Sun. May 19th, 2024


When most people think of a casino, they imagine one of the megaresorts in Las Vegas—a massive hotel and entertainment complex blazing with neon lights and games. But casinos come in all shapes and sizes. Some are small businesses defined more by the types of gambling they offer than by glitz and glamour. Others are huge entertainment complexes with hotels, restaurants and many different gambling games.

Casinos make money by putting up odds for each game that give the house a mathematical advantage. This edge is usually less than two percent, but it can accumulate over millions of bets. To offset the house advantage, casinos charge a commission to players on some of their bets, called the vigorish or rake. This is a significant portion of the profit from some table games, such as roulette, craps and baccarat, and some video poker machines.

Security begins on the floor of a casino, where employees keep their eyes on the patrons and their behavior. Dealers at table games can easily spot blatant cheating such as palming, marking or switching cards or dice.

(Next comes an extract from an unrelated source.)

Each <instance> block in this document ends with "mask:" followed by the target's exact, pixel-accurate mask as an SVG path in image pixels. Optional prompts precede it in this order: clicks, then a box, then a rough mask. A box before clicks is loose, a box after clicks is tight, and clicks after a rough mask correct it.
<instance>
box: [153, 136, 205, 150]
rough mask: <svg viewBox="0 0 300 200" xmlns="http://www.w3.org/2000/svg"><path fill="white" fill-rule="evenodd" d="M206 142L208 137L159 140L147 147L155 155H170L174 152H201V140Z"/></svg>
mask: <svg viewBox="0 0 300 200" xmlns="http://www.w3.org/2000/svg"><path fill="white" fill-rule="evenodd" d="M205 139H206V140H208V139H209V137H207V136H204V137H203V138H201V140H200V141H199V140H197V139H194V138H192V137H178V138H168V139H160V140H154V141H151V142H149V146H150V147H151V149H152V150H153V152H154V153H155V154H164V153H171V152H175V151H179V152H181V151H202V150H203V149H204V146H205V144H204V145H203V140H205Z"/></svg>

Casino security personnel also watch the betting patterns of slot machine players to detect patterns that might indicate cheating.

In addition, casinos are wired to a network of surveillance cameras that can be adjusted from a control room filled with banks of security monitors. Casinos also invest in “high rollers,” a special group of gamblers who spend tens of thousands of dollars at a time. These people are often given private rooms, separate from the main casino floor, where they can place high-stakes bets.